To overcome the challenges associated with conventional surfactants, dendrimer-based molecules have emerged as a promising alternative in enhanced oil recovery (EOR)20. Dendrimers are nanoscale, highly branched polymers distinguished by their well-defined architecture, high density of surface functional groups, and outstanding chemical and thermal stability21. Among them, cationic polyamidoamine (PAMAM) dendrimers exhibit amphiphilic characteristics and structural uniformity, enabling them to efficiently reduce interfacial tension (IFT) and alter rock wettability, even under high-salinity conditions22. Recent investigations have demonstrated that dendrimer surfactants can maintain interfacial activity and wettability modification efficiency where conventional anionic or nonionic surfactants fail, particularly at salinities exceeding 100,000 ppm and temperatures above 70 °C. This stability is attributed to their branched molecular framework, tunable terminal groups, and strong electrostatic interactions with mineral surfaces.

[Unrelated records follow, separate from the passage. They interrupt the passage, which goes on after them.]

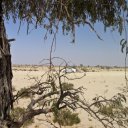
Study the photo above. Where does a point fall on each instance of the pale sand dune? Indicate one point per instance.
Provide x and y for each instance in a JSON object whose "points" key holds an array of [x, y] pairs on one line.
{"points": [[104, 83]]}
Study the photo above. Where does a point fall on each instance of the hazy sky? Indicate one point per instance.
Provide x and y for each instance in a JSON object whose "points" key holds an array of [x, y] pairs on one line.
{"points": [[88, 49]]}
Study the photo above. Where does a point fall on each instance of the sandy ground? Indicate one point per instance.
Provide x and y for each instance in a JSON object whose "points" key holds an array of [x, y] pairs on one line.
{"points": [[106, 83]]}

Despite these advantages, their application in EOR remains limited, with few studies addressing their behavior under true reservoir-like conditions23. This study addresses this gap by synthesizing a novel cationic hyperbranched PAMAM dendrimer surfactant (G2-C12) and evaluating its interfacial, wettability, and oil recovery performance under realistic high-temperature, high-salinity sandstone reservoir conditions.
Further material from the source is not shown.